Death And Amputation

The following abstract is reprinted from the October 1968 issue of Braces Today, the newsletter of the Pope Foundation, Inc.

In a study of the causes of mortality associated with amputations of ischemic extremities an investigating team at the University of Oregon, Portland, found that in a group of 103 patients operated on between 1938 and 1945 the mortality rate was 46.8 per cent. They compared this rate with that of another group who underwent amputation between 1946 and 1950, in which the mortality rate was 22.8 per cent and a final group, 1952 to 1967, in which the rate was 19.7.

Pointing out that there was no significant change in the latter 2 groups, the authors (Larry R. Eidemiller, M.D., William C. Awe, M.D., and Clare G. Peterson, M.D.) sought answers to 2 questions: (a) the question of the causes of death following amputation of ischemic limbs, and (b) the question of whether or not the high mortality rates are inevitable because of the nature of the case material or whether there are factors that can be identified and corrected.

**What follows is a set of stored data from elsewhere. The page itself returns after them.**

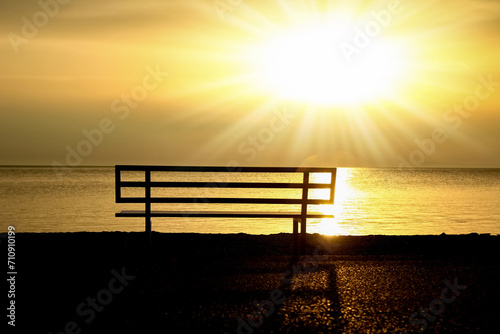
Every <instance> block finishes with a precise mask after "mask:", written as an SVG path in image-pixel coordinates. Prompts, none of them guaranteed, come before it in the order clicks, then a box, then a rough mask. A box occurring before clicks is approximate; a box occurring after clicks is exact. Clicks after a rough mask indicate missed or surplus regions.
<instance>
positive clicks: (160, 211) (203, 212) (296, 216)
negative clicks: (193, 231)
mask: <svg viewBox="0 0 500 334" xmlns="http://www.w3.org/2000/svg"><path fill="white" fill-rule="evenodd" d="M115 216H116V217H145V216H146V213H145V211H139V210H137V211H136V210H126V211H121V212H118V213H116V214H115ZM151 217H207V218H208V217H212V218H215V217H218V218H222V217H228V218H300V217H301V213H300V212H296V213H289V212H259V211H185V212H182V211H151ZM307 218H333V215H332V214H323V213H308V214H307Z"/></svg>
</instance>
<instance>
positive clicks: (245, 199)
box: [116, 197, 332, 205]
mask: <svg viewBox="0 0 500 334" xmlns="http://www.w3.org/2000/svg"><path fill="white" fill-rule="evenodd" d="M146 202H148V203H224V204H302V203H303V202H304V200H302V199H299V198H230V197H228V198H210V197H209V198H203V197H152V198H150V199H149V200H148V201H146V198H145V197H120V198H117V199H116V203H146ZM305 203H307V204H311V205H320V204H332V201H331V200H329V199H307V200H305Z"/></svg>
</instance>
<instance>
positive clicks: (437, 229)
mask: <svg viewBox="0 0 500 334" xmlns="http://www.w3.org/2000/svg"><path fill="white" fill-rule="evenodd" d="M130 177H131V179H135V178H136V177H137V176H133V175H132V176H130ZM174 177H175V175H174ZM184 177H185V176H184ZM190 177H191V178H194V179H197V178H198V176H196V175H192V176H190ZM217 177H220V176H217ZM315 177H316V178H317V179H318V180H319V181H318V182H321V178H322V177H323V175H319V174H318V175H315ZM139 179H140V177H139ZM137 191H140V190H137ZM211 191H212V192H213V189H212V190H211ZM180 195H182V194H180ZM261 195H262V194H255V196H261ZM499 195H500V169H417V170H398V169H390V168H382V169H379V168H376V169H371V168H339V171H338V175H337V187H336V193H335V205H334V206H333V207H321V208H319V209H320V210H322V211H325V212H326V211H333V212H334V213H335V218H334V219H323V220H309V221H308V232H310V233H315V232H317V233H322V234H336V235H349V234H351V235H369V234H386V235H414V234H441V233H443V232H444V233H447V234H464V233H472V232H477V233H492V234H500V196H499ZM207 196H210V195H207ZM212 196H213V195H212ZM250 196H251V194H250ZM292 196H294V195H292ZM318 196H319V197H321V196H322V194H319V195H318ZM114 200H115V199H114V168H113V167H101V168H95V167H85V168H75V169H72V170H71V171H70V172H68V173H66V174H64V175H62V176H59V177H58V176H57V175H56V174H55V172H54V170H53V169H52V168H47V167H1V168H0V205H1V208H2V210H1V213H0V217H1V224H2V231H5V230H6V226H8V225H14V226H16V228H17V231H19V232H76V231H142V230H144V220H143V219H141V218H115V217H114V213H115V212H117V211H120V210H124V209H141V206H140V205H139V206H135V207H134V206H127V204H116V203H115V202H114ZM158 209H162V208H158ZM294 209H295V208H287V210H294ZM291 225H292V224H291V221H290V220H287V219H284V220H280V219H220V218H212V219H202V218H157V219H154V220H153V229H154V230H155V231H161V232H198V233H239V232H243V233H251V234H271V233H279V232H291V229H292V226H291Z"/></svg>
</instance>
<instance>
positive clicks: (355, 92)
mask: <svg viewBox="0 0 500 334" xmlns="http://www.w3.org/2000/svg"><path fill="white" fill-rule="evenodd" d="M349 29H350V27H349V26H348V25H346V24H329V25H318V24H316V25H312V26H311V25H310V26H306V27H300V28H296V29H293V30H291V31H287V32H285V33H280V34H278V35H276V36H273V37H272V38H270V39H268V40H267V41H266V43H264V44H263V45H261V47H260V48H259V51H258V52H257V57H256V58H257V60H258V66H259V69H258V72H259V81H260V84H261V85H262V86H264V87H265V89H266V90H268V91H270V92H272V93H273V94H275V95H277V96H278V97H279V98H284V99H292V100H296V101H300V102H306V103H312V104H327V105H332V104H333V105H350V104H361V103H364V102H367V101H373V100H378V99H382V98H384V97H387V96H389V95H391V93H392V92H393V90H394V89H395V88H396V87H397V86H398V83H399V81H400V80H401V77H402V76H403V75H404V66H403V57H402V55H401V52H400V49H401V48H400V47H398V45H395V43H394V42H391V41H389V40H383V39H382V38H379V37H378V38H376V39H373V40H372V41H370V44H369V45H368V46H367V47H365V48H362V49H357V53H356V54H350V55H347V54H346V52H345V50H343V49H342V46H345V45H346V44H345V40H346V38H347V36H352V31H350V30H349ZM343 43H344V44H343Z"/></svg>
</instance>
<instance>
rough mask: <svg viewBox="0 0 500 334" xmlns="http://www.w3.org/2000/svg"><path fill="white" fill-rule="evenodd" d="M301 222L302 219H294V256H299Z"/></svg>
mask: <svg viewBox="0 0 500 334" xmlns="http://www.w3.org/2000/svg"><path fill="white" fill-rule="evenodd" d="M299 222H300V219H297V218H294V219H293V255H294V256H298V255H299Z"/></svg>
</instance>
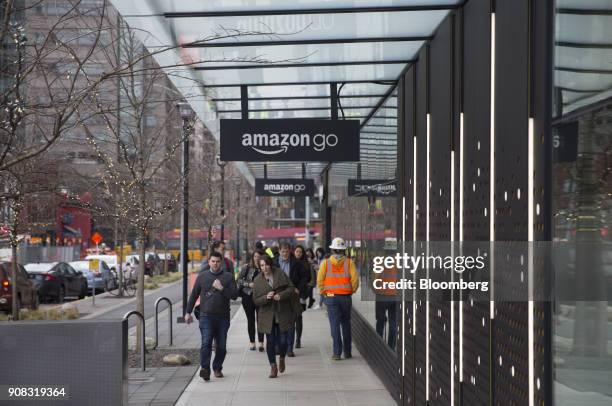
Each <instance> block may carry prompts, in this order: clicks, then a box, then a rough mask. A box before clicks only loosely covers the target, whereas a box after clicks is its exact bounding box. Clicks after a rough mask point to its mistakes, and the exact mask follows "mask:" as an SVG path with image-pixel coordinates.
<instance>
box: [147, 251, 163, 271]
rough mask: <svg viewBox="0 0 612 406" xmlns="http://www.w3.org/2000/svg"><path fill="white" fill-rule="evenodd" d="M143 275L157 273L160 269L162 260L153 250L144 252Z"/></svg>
mask: <svg viewBox="0 0 612 406" xmlns="http://www.w3.org/2000/svg"><path fill="white" fill-rule="evenodd" d="M145 258H146V260H145V275H149V276H153V275H159V274H160V273H161V269H162V262H161V259H160V258H159V255H157V254H156V253H155V252H147V253H145Z"/></svg>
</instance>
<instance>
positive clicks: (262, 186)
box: [255, 179, 315, 196]
mask: <svg viewBox="0 0 612 406" xmlns="http://www.w3.org/2000/svg"><path fill="white" fill-rule="evenodd" d="M314 192H315V187H314V180H312V179H255V195H256V196H314Z"/></svg>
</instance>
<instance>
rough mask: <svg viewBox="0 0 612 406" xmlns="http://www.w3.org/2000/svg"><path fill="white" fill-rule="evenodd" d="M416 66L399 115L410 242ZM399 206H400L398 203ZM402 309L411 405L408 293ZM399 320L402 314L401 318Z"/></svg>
mask: <svg viewBox="0 0 612 406" xmlns="http://www.w3.org/2000/svg"><path fill="white" fill-rule="evenodd" d="M415 80H416V67H414V66H413V67H410V68H409V69H408V71H407V72H406V74H405V75H404V78H403V82H402V83H403V89H402V90H403V98H402V106H403V107H402V109H400V111H401V114H400V115H399V117H400V121H401V123H402V124H401V126H400V128H402V130H403V132H402V133H403V135H404V148H403V155H404V166H403V168H404V169H403V170H404V174H405V177H404V188H405V193H404V196H405V197H406V200H405V201H406V219H405V221H406V241H412V237H413V208H414V205H413V197H414V189H413V188H414V183H413V182H414V173H413V163H414V162H413V156H414V134H415V128H416V123H415V108H416V106H415V91H416V82H415ZM400 207H401V206H400ZM402 311H403V312H404V313H405V318H404V320H405V323H406V326H405V327H404V328H403V329H401V326H400V331H402V330H403V331H404V336H403V338H402V339H403V340H404V354H401V355H400V356H401V357H403V358H404V359H403V362H404V371H405V374H404V377H403V403H402V404H403V405H414V404H415V402H414V379H415V372H414V366H415V363H414V355H415V353H414V337H413V324H412V323H413V320H414V318H413V314H412V294H411V293H410V292H407V294H406V300H405V301H404V306H403V308H402ZM400 320H401V317H400Z"/></svg>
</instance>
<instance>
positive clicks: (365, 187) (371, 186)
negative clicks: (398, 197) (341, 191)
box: [348, 179, 397, 197]
mask: <svg viewBox="0 0 612 406" xmlns="http://www.w3.org/2000/svg"><path fill="white" fill-rule="evenodd" d="M348 195H349V196H375V197H395V196H397V181H396V180H395V179H349V182H348Z"/></svg>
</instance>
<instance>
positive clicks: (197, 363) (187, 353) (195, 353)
mask: <svg viewBox="0 0 612 406" xmlns="http://www.w3.org/2000/svg"><path fill="white" fill-rule="evenodd" d="M168 354H183V355H184V356H186V357H187V359H189V360H190V361H191V364H190V365H184V366H193V365H196V366H197V365H199V363H200V349H199V348H197V349H184V348H163V349H156V350H148V351H147V355H146V360H147V368H149V367H151V368H157V367H170V366H172V367H173V366H176V365H165V364H164V363H163V361H162V360H163V358H164V356H166V355H168ZM128 364H129V367H130V368H140V353H139V352H136V351H128Z"/></svg>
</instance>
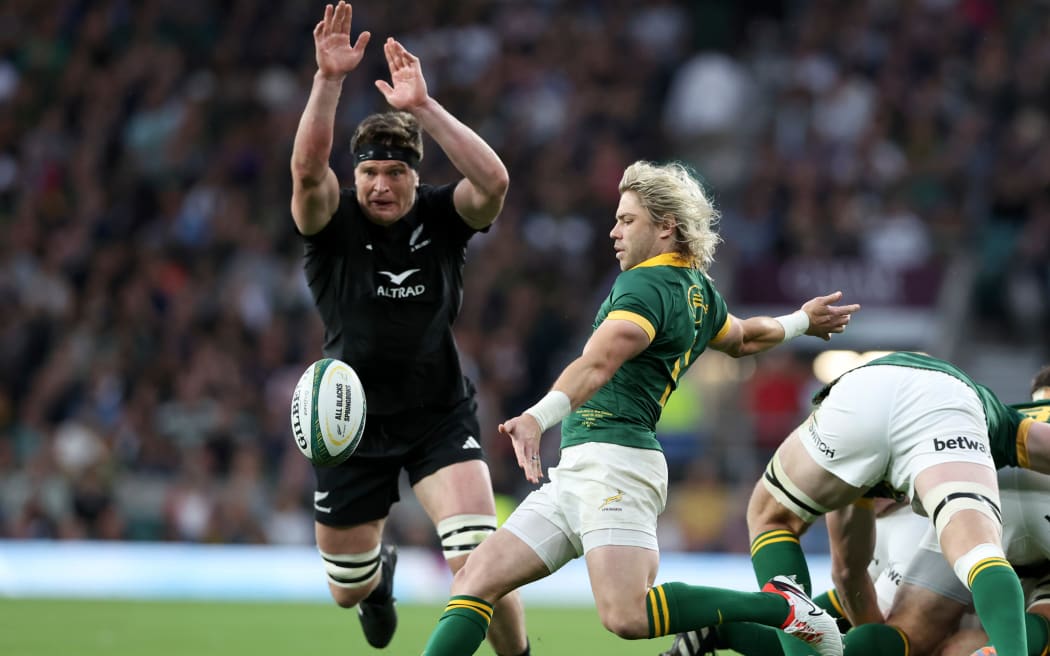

Their conclusions are published in THE AMERICAN SURGEON (34:491, 1968). The causes of death following amputation in 85 patients with circulatory ailments were: pneumonia, 24 patients (28 per cent); "cardiovascular collapse," 20 patients (23 percent); myocardial infarction, 8 patients (9.5 per cent); mesenteric thrombosis, 5 patients; septicemia, 5; cerebral infarction, 3; and unknown and miscellaneous, 9. Thus, 67 percent of the deaths were cardiopulmonary in origin. The authors suggest that reduction of mortality will depend on an increased awareness of the high risk presented by patients of this kind, with special alertness to the possibility of pneumonia so that it can be treated early, and by prospective clinical studies aimed at developing effective preventive measures against pulmonary embolism.